Does anybody know if it is possible to watch content from crackle.com on my Tivo series 3?


----------



## orangeboy (Apr 19, 2004)

sauerwald said:


> Does anybody know if it is possible to watch content from crackle.com on my Tivo series 3?


I just tried adding the rss feed, and got the response:

"The URL you entered contained a valid RSS feed, however, none of the videos included in the feed are formatted for playback on your DVR.

For information about RSS and supported video formats, please visit: http://www.tivo.com/rssvideo."

So I would say no. At least not easily.


----------



## wmcbrine (Aug 2, 2003)

You could try the RSS feed in HME/VLC.


----------



## TiVoStephen (Jun 27, 2000)

Hi,

While we don't have all of Crackle's content, we did just recently add a large number of Sony Minisodes.

Check it out here:

http://www3.tivo.com/tivo-tco/go.do?def=tco.webvideos.page and then click on "TV shows" at the bottom.

Best,
Stephen


----------



## hahathatsfunny (Jul 29, 2008)

Roku now has Crackle. And it's not just minisodes, but it's the full episodes of certain classic TV shows. I haven't checked this out myself but will soon.

Some of these classic TV shows aren't on Netflix On Demand, including 'Bewitched' and 'I Dream of Jeannie'


----------



## hahathatsfunny (Jul 29, 2008)

I just checked and my Roku did stream.

Some shows listed on Crackle:
Bewitched
I Dream of Jeannie
Married with Children
Sanford and Son
Good Times
What's Happening
227
Diff'rent Strokes

'Married with Children' and 'Sanford & Son' are being aired on Antenna TV, but some of these other shows are unavailable on TV Land, Antenna, and Netflix On Demand, or TV Land butchers it so badly and requires a cable subscription, that any other source is better.

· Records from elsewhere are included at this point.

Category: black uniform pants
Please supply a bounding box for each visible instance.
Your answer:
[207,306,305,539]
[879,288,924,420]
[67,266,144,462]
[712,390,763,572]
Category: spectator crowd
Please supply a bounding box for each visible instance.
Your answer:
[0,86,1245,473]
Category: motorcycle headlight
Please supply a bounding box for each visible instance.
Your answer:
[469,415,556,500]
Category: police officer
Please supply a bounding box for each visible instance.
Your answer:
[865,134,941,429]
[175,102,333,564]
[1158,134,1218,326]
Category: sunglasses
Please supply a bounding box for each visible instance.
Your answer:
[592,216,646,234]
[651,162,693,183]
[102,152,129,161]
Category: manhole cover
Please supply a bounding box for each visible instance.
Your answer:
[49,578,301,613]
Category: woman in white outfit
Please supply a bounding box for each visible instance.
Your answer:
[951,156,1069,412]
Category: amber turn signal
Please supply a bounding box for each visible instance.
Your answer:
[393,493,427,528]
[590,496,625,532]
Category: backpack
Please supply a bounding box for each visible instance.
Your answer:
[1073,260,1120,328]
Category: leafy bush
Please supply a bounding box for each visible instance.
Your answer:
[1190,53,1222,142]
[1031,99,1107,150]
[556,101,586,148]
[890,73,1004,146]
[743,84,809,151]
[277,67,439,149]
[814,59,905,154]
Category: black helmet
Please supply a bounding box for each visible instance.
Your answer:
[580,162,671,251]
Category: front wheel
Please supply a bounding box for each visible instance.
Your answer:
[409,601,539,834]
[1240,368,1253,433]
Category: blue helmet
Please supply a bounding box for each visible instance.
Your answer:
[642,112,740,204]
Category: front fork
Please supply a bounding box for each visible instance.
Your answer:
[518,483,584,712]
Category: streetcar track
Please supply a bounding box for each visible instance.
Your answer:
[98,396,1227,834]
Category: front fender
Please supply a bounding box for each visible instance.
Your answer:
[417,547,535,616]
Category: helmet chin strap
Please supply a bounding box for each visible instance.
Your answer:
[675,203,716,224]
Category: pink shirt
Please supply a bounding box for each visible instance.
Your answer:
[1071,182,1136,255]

For 227, it just had Season 1, like the DVD release. I think streaming classic TV would hopefully permit more episodes down the road, rather than DVD (which depend on DVD sales), so hopefully this can work out to be the new model of obtaining classic TV shows.

Anyways, this would be a great addition to TiVo. It's free and it's not conflicting in nature, like Hulu Plus which tries to replace TiVo's purpose.


----------



## mattack (Apr 9, 2001)

Aren't the Penn podcasts from crackle? Those are in the podcast menu under comedy.


----------